- Directed by: KT Nayak
- Written by: KT Nayak
- Produced by: Venkat
- Starring: Suman Ranganathan
- Cinematography: Manu Girish
- Music by: Anand Rajavikraman
- Production company: Venkaat Movies
- Release date: 1 November 2019;
- Country: India
- Language: Kannada

= Dandupalya 4 =

Dandupalya 4 is a 2019 Indian Kannada-language crime thriller film directed by KT Nayak and starring Suman Ranganathan. The film is based on the infamous dacoit gang from Dandupalya, and it is the fourth installment of the Dandupalya franchise.

The film was dubbed in Telugu as Dandupalayam 4. The film was partially reshot in Tamil as Dandupalyam by Venkat with Sonia Agarwal, Vanitha Vijayakumar, Supergood Subramani and Birla Bose. The Tamil version featured scenes from the previous films of the franchise, and was released on 7 June 2024.

==Production==
In March 2018, Pooja Gandhi confirmed that she was not a part of the film and director Srinivas Raju disassociated himself with the film saying that he made a trilogy and that this film was trying to bank off of the Dandupalaya name. While shooting for the film in Pavagada, the film cast and crew were confused for real life child traffickers.

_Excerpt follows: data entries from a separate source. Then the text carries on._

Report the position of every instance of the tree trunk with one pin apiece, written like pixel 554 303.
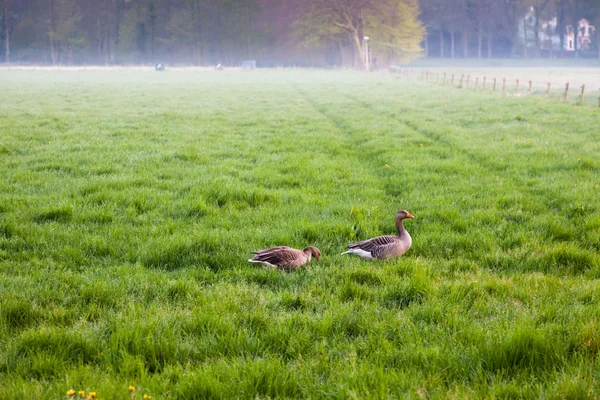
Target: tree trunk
pixel 524 37
pixel 6 34
pixel 51 34
pixel 489 42
pixel 358 50
pixel 479 39
pixel 452 41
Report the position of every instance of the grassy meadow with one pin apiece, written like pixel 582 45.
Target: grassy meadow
pixel 129 203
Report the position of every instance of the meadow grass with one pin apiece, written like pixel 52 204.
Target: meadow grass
pixel 129 203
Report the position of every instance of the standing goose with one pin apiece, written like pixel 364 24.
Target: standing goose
pixel 384 247
pixel 284 257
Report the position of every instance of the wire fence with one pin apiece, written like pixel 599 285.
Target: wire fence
pixel 562 91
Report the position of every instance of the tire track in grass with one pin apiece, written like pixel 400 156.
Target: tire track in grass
pixel 521 186
pixel 577 259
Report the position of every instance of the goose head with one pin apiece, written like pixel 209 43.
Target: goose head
pixel 313 251
pixel 403 214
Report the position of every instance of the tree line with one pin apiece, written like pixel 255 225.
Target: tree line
pixel 284 32
pixel 510 28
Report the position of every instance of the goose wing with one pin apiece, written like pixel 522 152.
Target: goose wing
pixel 280 256
pixel 377 246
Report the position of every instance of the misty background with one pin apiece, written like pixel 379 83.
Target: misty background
pixel 285 32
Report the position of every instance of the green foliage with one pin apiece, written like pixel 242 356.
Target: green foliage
pixel 129 205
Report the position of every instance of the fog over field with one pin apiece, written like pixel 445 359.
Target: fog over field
pixel 150 148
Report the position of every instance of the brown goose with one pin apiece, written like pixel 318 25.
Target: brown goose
pixel 284 257
pixel 383 247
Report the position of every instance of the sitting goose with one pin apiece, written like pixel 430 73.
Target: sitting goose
pixel 284 257
pixel 383 247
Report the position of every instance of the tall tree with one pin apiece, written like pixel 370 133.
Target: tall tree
pixel 377 17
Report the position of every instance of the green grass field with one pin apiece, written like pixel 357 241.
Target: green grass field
pixel 129 203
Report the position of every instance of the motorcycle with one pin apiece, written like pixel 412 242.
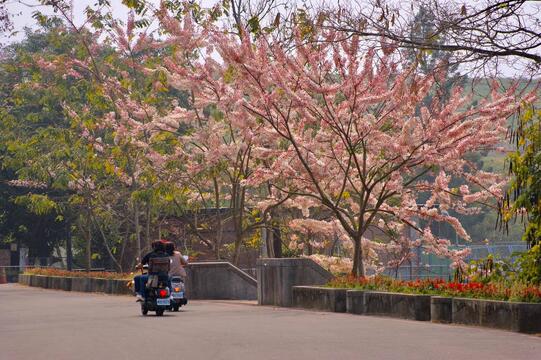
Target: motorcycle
pixel 157 295
pixel 178 295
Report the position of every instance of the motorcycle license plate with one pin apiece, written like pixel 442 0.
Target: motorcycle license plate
pixel 162 302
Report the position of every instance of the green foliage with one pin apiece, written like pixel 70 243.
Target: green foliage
pixel 523 198
pixel 529 264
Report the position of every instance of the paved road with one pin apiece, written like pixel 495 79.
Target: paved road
pixel 56 325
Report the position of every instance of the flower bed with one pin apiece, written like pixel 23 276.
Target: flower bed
pixel 502 291
pixel 79 274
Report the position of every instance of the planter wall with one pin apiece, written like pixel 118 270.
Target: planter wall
pixel 80 284
pixel 514 316
pixel 355 302
pixel 404 306
pixel 441 309
pixel 219 280
pixel 319 298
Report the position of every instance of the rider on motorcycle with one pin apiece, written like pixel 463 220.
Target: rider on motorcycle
pixel 177 261
pixel 158 250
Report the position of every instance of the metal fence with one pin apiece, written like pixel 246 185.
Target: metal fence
pixel 428 266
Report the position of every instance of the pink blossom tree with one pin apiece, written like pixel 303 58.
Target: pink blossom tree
pixel 346 130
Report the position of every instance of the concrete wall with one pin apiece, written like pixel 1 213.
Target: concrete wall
pixel 117 287
pixel 514 316
pixel 276 277
pixel 319 298
pixel 219 281
pixel 404 306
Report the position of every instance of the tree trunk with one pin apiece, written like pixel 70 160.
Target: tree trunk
pixel 239 209
pixel 358 265
pixel 147 230
pixel 69 248
pixel 88 234
pixel 219 230
pixel 137 228
pixel 277 242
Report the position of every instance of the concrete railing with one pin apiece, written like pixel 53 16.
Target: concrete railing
pixel 206 280
pixel 276 278
pixel 82 284
pixel 219 281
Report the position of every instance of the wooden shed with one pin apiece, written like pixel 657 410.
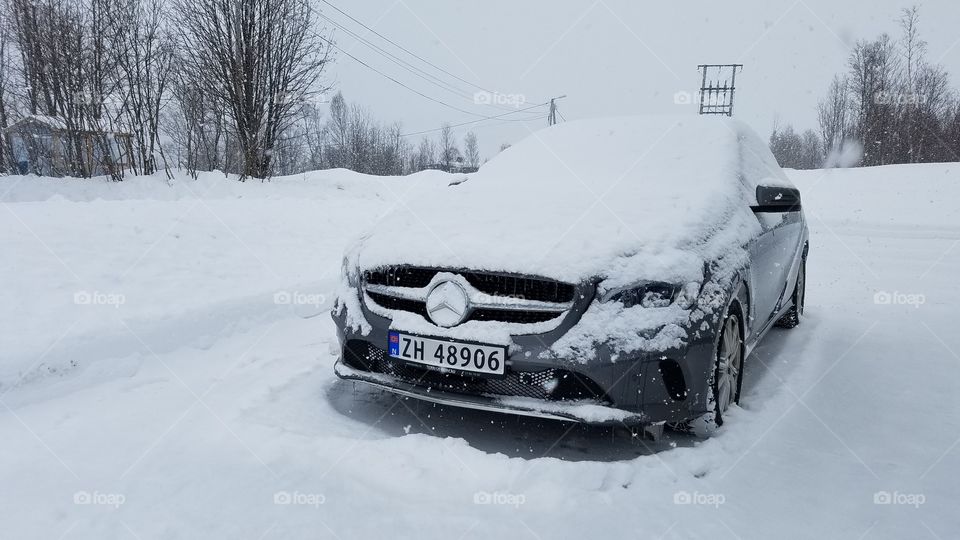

In January 2019, the film was rejected by the Indian censor board.

== Soundtrack ==
The music was composed by Anand Rajavikraman.

Track listing
| No. | Title | Singer(s) | Length |
|---|---|---|---|
| 1. | "Kannu Hodeyo" | Anthony Daasan, Jogi Sunitha | 4:00 |
| 2. | "Duddire Duniya" | Chandan Shetty, Indu Nagaraj | 4:03 |
| Total length: |  |  | 8:03 |

== Release ==
The film was initially scheduled to release on 15 August 2019.

== Reception ==
A critic from The Times of India rated the film two out of five stars and wrote that "The film doesn't offer anything new. The story lacks new content and freshness compared to the previous editions and is not engaging". Regarding the Telugu-dubbed version, a critic from 123telugu rated the film one-and-three-quarters out of five and wrote that "On the whole, Dandupalayam 4 fails to live up to all its expectations. The same crime scene and violence has been doubled in this part which is hard to digest and does not impress you one bit".

Regarding the Tamil version, a critic from Maalai Malar gave a mixed review. Thinaboomi critic wrote that the director has very cleverly incorporated the current scenes with the older scenes.